9.Considering the aforestated circumstances along with the decisions, I am of the considered view, once the document has been marked subject to objection, whether it is an admissible evidence or not has to be decided only at the time of pronouncing judgment.
In such circumstances, the revision petitioner/defendant has come forward with the application to eschew Ex.A4, only with a view to drag on the proceedings.
Furthermore, he has not disputed the partition deed between Subramaniam pillai and his brothers in the written statement and in that, he had only disputed the settlement deed, which was executed by Ranganathan pillai in favour of the plaintiff on 09.09.2004.

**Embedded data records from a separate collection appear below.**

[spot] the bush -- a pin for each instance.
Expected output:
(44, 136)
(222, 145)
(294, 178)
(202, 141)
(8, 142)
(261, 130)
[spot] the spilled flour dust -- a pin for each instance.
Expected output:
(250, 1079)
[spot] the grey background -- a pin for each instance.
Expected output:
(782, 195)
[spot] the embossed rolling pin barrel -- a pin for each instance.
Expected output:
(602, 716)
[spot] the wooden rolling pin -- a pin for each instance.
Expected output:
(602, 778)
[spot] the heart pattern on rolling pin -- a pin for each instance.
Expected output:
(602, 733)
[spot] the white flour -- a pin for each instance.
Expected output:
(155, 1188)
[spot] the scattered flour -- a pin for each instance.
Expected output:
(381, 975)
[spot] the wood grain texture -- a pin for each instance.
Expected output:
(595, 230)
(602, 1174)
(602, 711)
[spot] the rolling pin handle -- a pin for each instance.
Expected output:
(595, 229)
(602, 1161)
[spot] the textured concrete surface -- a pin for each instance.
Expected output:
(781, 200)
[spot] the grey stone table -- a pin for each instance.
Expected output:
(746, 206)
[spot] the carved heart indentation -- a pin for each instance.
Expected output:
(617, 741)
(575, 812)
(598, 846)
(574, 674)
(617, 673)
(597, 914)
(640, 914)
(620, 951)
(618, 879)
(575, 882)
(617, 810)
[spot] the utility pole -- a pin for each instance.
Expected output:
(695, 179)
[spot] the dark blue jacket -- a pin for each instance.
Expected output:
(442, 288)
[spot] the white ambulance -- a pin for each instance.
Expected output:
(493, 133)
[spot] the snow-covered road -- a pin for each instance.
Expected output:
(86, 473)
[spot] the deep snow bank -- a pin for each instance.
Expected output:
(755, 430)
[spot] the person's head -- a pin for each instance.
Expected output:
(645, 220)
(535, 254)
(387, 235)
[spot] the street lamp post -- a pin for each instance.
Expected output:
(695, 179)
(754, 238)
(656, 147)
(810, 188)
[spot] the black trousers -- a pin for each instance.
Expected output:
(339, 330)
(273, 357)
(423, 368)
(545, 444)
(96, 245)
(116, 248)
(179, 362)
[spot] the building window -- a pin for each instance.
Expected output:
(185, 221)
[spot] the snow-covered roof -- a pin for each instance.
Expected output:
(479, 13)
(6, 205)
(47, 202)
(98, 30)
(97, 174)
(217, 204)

So the trial Court has rightly dismissed the application and hence, the impugned order passed by the trial Court does not warrant any interference.
The revision petition is dismissed as devoid of merits.
10.In the result, the Civil Revision Petition is dismissed.
However, the trial Court has every right to decide the matter as to whether Ex.A4 is an admissible evidence.
No costs.
Consequently, connected Miscellaneous Petition is closed.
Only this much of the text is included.